“Mr. Vaudrey, I’m stuck on this problem.” Nathan waved me over during after-school tutoring one day in April 2011.

“Okay, let me have a look.” I said, leaning over his table.

“Ah,” I straightened and strode to the whiteboard, pulling a marker from my back pocket. “I recommend plugging each point into the function and seeing if they work. Three of them won’t work. The one left over is the correct answer.”

Nathan scrunched his nose and furrowed his brow. “That seems like going around the … the idea. Isn’t there, like, a formula or something?”

“Well, in this case, the line is the solution to that function, so you’re seeing which of these points fit inside the solution.”

Nathan leaned back. “Yeah, I get it. It just doesn’t feel like good math.”

I laughed, “Yeah, well sometimes in real life, you gotta try stuff until something works.”

۞

 “Mister Vaudreeeeee!” Natalie screeched, sprinting across the classroom with Jenny in tow. “Somebody took my pink pen.”

It’s January of 2008, my first year teaching. I am drowning in the flow of my responsibilities without the skills to paddle my way out. We just got back into class from a fire drill and Natalie is distraught.

“It was her Christmas present, Mr. Vaudrey.” Jenny states with a somber face. “It was a Gel Sparkle.”

“Okay.” I rub my eyes, deciding if this is worth my trouble. Deep in my psyche is a youth pastor, feeling the need to be liked by my students and wanting to play a little joke on the other students. I lean in close and say, “Watch this.”

“Alright, listen up!” I stride purposefully from my desk to the front of the class. “Whoever took Natalie’s gel pen, give it back or the whole class gets detention. I am not kidding!”

The irony being that I totally was kidding. I had no intention of giving anybody detention, especially if Natalie got her pen back.

This was an interesting time in my teaching career. I recognized the importance of honesty and the reward that had to be inherent.

  •  If Chris stole Natalie’s pen and gave it back, he took a risk and was honest. If I give him detention, he learns that it’s better to be sneaky and avoid consequence.
  • If I give Chris thanks for stepping up and congratulate his boldness to take responsibility, I show him that redemption is more gratifying than sneakiness

Yet in this situation, I’m prepared to make an idle threat to the whole class in hopes that Natalie could possibly have her stupid pen returned.

Nobody produced the pen, and nobody got detention.
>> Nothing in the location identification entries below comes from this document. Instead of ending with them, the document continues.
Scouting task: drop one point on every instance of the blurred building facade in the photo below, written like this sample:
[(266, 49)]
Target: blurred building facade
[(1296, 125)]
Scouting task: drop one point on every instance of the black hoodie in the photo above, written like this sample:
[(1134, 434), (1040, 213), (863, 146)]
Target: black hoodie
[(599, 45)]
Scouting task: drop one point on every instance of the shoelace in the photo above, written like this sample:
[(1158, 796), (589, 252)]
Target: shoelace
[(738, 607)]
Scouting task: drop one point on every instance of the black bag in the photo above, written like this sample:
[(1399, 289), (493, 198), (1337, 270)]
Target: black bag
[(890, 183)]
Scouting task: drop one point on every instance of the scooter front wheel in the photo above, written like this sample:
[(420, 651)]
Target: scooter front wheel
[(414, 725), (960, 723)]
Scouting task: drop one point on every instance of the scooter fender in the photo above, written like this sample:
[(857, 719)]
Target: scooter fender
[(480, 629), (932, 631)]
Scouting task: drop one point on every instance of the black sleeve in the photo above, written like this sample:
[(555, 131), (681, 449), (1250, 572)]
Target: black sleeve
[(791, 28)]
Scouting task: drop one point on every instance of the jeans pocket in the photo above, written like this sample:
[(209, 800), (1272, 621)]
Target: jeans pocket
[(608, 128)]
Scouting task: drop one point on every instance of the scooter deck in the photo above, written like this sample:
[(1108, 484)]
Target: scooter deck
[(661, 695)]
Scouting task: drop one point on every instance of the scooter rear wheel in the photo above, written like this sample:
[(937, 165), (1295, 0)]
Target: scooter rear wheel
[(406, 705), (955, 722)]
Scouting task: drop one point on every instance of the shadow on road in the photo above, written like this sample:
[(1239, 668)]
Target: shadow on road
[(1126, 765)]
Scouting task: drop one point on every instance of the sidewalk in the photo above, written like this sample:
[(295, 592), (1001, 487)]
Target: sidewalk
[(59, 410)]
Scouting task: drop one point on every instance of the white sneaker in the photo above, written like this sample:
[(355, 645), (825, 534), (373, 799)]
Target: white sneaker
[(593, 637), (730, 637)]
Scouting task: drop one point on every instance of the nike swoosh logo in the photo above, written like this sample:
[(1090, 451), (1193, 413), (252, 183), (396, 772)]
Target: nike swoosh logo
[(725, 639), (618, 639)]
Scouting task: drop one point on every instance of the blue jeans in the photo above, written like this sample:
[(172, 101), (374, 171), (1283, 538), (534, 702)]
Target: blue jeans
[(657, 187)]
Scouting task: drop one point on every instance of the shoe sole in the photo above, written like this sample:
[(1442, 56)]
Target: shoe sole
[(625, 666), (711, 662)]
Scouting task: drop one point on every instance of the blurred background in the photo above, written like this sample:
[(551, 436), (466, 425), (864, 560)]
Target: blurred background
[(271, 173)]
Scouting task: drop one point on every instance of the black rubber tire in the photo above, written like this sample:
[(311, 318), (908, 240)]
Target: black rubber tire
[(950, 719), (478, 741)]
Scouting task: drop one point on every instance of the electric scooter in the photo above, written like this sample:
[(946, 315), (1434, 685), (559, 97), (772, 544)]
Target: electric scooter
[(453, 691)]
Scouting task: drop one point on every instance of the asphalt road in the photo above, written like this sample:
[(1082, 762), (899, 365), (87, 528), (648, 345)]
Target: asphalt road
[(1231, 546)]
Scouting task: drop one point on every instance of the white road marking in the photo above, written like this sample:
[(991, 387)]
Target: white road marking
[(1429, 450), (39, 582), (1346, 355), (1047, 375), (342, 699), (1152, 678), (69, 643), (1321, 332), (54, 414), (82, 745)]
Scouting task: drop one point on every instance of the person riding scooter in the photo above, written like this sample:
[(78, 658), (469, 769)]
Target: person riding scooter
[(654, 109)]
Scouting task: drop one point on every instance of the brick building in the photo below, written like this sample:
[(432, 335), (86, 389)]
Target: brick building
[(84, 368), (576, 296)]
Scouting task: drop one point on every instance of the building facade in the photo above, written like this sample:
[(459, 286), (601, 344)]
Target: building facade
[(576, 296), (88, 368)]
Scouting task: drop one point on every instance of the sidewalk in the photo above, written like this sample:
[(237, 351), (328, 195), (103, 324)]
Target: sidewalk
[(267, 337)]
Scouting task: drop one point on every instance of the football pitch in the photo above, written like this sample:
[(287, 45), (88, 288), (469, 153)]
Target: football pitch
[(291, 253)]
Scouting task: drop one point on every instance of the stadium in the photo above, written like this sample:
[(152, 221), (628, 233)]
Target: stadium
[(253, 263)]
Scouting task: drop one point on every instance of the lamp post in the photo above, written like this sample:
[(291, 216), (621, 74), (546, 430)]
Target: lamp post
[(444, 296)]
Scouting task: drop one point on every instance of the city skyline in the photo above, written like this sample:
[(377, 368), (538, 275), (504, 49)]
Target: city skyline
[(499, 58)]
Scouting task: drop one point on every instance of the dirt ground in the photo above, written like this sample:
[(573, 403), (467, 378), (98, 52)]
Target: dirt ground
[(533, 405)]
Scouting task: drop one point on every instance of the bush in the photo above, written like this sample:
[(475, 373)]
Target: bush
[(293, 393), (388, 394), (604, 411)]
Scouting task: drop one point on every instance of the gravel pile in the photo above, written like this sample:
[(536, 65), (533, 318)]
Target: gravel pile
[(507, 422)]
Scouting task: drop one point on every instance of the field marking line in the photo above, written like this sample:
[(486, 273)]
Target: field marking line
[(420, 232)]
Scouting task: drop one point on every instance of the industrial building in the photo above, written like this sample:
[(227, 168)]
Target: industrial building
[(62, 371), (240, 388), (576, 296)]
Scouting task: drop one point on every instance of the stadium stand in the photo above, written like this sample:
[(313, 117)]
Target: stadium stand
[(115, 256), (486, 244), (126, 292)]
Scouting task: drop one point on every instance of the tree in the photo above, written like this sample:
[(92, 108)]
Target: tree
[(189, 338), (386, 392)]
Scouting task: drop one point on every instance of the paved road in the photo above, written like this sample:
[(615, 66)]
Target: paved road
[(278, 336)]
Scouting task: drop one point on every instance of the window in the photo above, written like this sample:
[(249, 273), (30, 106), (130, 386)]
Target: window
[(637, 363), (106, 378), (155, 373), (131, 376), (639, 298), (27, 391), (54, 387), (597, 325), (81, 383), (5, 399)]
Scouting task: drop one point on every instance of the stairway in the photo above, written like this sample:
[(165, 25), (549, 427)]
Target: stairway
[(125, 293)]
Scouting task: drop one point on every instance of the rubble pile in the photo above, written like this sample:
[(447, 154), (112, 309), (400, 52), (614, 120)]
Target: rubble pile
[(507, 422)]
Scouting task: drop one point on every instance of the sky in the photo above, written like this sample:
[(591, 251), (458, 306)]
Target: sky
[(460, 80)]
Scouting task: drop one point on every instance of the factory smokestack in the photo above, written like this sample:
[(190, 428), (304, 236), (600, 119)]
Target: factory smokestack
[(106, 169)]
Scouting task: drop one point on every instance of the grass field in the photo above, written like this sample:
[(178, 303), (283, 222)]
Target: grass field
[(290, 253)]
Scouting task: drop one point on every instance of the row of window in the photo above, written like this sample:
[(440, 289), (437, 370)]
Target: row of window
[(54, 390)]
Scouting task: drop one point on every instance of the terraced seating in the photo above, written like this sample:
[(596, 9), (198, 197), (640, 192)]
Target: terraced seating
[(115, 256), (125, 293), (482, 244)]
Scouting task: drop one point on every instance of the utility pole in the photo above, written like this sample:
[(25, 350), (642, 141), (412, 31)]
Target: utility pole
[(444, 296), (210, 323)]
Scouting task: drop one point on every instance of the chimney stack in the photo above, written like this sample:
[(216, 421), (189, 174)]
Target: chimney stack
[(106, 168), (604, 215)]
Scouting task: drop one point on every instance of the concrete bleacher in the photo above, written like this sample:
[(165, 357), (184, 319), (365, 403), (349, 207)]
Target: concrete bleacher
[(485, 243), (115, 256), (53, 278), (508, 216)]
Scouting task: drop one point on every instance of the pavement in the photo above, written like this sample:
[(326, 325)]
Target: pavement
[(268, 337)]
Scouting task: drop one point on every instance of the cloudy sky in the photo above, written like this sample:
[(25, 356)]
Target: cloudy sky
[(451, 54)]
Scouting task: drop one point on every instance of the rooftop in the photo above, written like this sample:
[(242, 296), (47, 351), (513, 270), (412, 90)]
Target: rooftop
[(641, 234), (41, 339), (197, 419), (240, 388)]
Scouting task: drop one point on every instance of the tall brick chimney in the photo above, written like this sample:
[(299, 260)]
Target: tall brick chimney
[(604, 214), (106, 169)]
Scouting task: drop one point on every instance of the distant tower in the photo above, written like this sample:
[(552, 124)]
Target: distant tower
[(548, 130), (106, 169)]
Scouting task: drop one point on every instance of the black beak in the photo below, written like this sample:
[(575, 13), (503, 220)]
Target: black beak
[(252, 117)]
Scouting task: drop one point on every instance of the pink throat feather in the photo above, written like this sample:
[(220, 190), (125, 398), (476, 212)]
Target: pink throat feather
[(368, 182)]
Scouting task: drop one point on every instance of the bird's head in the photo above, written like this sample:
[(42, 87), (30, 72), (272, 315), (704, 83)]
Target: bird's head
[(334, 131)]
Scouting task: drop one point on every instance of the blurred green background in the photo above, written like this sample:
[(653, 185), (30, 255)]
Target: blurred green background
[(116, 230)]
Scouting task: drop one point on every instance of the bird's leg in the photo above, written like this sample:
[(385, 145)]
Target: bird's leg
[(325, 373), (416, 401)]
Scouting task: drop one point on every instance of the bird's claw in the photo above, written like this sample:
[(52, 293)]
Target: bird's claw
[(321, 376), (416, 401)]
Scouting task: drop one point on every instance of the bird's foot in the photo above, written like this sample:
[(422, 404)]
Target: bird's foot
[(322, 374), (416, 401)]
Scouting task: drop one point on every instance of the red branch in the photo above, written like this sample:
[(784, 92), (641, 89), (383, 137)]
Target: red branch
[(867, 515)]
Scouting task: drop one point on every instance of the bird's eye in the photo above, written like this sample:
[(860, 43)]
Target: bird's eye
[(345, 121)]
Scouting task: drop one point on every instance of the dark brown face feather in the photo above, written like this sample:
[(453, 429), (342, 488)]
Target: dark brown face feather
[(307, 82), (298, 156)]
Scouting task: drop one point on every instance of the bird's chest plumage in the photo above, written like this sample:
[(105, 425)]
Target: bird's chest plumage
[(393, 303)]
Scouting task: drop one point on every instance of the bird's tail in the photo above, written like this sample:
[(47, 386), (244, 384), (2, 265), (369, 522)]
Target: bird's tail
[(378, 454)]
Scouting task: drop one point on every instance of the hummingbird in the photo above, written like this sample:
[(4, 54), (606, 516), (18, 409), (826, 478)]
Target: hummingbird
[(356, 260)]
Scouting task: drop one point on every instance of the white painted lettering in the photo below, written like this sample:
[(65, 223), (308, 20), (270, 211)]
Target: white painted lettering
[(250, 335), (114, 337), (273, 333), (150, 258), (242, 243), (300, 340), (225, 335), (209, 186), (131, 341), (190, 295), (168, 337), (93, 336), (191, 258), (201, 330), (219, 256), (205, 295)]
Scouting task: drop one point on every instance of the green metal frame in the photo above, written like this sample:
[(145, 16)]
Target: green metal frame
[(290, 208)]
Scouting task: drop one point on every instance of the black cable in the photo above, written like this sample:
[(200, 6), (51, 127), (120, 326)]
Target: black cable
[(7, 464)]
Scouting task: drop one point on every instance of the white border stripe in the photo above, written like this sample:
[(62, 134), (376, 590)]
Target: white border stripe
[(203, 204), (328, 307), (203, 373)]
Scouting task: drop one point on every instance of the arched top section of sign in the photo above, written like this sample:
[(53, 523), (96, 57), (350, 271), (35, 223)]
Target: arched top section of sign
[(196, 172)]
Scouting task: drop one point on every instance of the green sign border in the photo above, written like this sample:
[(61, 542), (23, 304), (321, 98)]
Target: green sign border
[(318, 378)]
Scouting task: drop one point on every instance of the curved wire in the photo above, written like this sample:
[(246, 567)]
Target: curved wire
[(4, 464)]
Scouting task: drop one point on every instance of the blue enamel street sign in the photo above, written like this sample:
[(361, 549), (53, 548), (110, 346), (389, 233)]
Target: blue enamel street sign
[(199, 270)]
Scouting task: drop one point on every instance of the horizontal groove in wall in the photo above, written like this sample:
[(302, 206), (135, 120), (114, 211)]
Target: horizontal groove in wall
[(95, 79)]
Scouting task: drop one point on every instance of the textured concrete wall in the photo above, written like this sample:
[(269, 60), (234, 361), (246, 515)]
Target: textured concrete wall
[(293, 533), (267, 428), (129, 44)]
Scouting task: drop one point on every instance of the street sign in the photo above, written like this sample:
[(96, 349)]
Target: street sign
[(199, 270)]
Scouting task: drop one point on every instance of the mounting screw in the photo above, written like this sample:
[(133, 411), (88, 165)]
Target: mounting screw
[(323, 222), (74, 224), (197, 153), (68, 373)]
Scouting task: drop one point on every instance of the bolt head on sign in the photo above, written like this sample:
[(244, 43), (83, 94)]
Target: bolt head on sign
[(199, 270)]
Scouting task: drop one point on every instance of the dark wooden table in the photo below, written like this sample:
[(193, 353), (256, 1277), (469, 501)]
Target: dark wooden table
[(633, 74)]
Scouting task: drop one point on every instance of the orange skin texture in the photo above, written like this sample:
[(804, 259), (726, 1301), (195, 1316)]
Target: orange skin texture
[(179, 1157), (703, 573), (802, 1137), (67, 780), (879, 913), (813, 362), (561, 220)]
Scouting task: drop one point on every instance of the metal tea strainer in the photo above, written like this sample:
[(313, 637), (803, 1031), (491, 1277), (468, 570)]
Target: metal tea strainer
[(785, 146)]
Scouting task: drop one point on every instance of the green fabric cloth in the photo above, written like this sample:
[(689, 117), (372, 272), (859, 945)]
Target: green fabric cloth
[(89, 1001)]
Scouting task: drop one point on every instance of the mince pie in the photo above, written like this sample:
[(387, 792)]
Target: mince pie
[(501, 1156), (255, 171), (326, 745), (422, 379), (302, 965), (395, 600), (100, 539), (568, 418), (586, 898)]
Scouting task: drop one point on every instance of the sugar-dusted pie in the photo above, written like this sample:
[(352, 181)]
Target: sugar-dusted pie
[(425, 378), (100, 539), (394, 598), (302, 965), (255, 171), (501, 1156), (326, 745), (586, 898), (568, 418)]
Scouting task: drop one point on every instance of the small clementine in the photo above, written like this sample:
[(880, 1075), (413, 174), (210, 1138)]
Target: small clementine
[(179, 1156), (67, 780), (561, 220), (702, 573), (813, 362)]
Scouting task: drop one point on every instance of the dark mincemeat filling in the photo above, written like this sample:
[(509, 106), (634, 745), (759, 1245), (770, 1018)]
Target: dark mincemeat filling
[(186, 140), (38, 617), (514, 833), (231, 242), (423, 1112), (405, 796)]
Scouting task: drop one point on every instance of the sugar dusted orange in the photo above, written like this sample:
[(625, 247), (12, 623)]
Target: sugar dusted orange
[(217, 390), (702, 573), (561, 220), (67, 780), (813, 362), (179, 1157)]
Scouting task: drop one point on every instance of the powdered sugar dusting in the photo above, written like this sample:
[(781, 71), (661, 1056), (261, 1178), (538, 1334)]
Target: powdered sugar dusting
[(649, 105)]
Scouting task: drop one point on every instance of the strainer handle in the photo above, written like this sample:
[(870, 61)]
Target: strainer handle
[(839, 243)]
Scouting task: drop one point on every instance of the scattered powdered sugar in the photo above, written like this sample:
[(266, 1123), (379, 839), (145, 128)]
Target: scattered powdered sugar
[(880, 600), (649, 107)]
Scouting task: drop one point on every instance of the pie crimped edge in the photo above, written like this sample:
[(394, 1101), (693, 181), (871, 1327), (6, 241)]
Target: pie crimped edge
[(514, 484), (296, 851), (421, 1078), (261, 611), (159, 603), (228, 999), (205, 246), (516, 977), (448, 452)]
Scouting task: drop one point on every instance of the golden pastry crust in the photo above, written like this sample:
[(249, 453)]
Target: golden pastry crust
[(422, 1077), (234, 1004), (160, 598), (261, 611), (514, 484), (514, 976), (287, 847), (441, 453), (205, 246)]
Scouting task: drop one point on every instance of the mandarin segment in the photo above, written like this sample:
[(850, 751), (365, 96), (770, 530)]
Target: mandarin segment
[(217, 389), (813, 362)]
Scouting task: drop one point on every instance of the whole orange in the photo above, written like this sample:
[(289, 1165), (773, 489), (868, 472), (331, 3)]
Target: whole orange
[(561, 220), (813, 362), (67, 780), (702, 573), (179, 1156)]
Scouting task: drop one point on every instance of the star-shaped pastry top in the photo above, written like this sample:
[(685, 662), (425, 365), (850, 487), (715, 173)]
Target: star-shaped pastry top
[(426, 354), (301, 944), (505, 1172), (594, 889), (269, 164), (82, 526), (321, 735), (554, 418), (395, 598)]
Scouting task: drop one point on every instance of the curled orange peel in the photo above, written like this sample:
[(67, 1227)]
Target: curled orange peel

The students left knowing that I sometimes make threats where I don’t follow through. If I were a student, I would store that information for later. Perhaps when I get in trouble, I can point out Mr. Vaudrey’s inconsistency with “But you didn’t take away Adrian’s phone when he was texting!”

Later that year, two students had their pencils stolen during fire drills. I ignored it.

۞

Ehhn! Ehhn! Ehhn!

The students looked up from their books as the fire alarm grabbed their attention.

“Alright, folks. Grab your pencils and head outside!” I shout over the siren and point towards the door.

“Pencils? Why are we—“

“No time to ask questions! It’s a fire drill! Get outside if you don’t wanna burn, child!” With eyes wide, I gestured dramatically toward the door.

The students smile, pocket their pencils and head out the door in a bunch. Once in the evacuation zone, I line them up and take attendance.

Back in the classroom 20 minutes later, a student asks, “Mr. Vaudrey, why did we take our pencils?”

I think back to Natalie and her stolen Sparkle pen and say. “Firewood. We don’t want to give the fire anything more to burn. Now, let’s talk more about Vectors.”